Consideration for Restrictive Covenants

In Re-use Collections Limited v Sendall & May Glass Recycling Limited 2014 EWHC 3852, the High Court considered the enforceability of restrictive covenants introduced during the course of employment and in respect of which no specific consideration had been given.

Mr Sendall had been employed by a family run business without a written contract of employment for 33 years.  Following a takeover of the business by Re-use Collections Ltd ("Re-use") in 2013, he signed an employment contract containing various post-termination restrictive covenants.  Shortly afterwards, he resigned to join a competitor and Re-use sought to rely on the restrictive covenants.  The High Court held that the covenants were unenforceable because no new consideration had been given to Mr Sendall when he entered into them.  The Court clarified that to be valid, restrictive covenants introduced during the course of employment must be supported by consideration of ‘some real monetary or other benefit'.  Re-use argued that this had been given in the form of a pay rise and other benefits contained in the new contract.

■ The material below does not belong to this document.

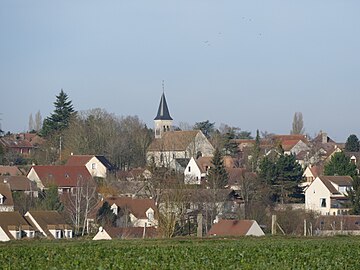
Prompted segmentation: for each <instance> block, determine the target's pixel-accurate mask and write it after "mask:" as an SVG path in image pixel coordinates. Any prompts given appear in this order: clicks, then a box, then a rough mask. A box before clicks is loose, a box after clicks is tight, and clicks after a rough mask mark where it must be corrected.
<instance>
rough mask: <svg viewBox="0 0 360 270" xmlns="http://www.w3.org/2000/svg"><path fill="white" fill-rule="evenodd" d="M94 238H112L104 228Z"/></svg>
mask: <svg viewBox="0 0 360 270" xmlns="http://www.w3.org/2000/svg"><path fill="white" fill-rule="evenodd" d="M93 240H111V237H110V235H109V234H108V233H107V232H106V231H105V230H104V229H101V230H99V231H98V233H97V234H96V235H95V236H94V238H93Z"/></svg>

However, the Court found that these did not amount to valid consideration because: (i) there was no express link between the pay rise and the acceptance of the restrictive covenants as one was not conditional on the other; and (ii) Mr Sendall already enjoyed the other benefits which were incorporated into the contract.  Finally, the Court confirmed that continuation of employment could not, of itself, amount to consideration where there was no indication that it was conditional on the acceptance of the restrictive covenants.

This is a reminder that employers must proceed very carefully when seeking to impose new covenants during the course of employment.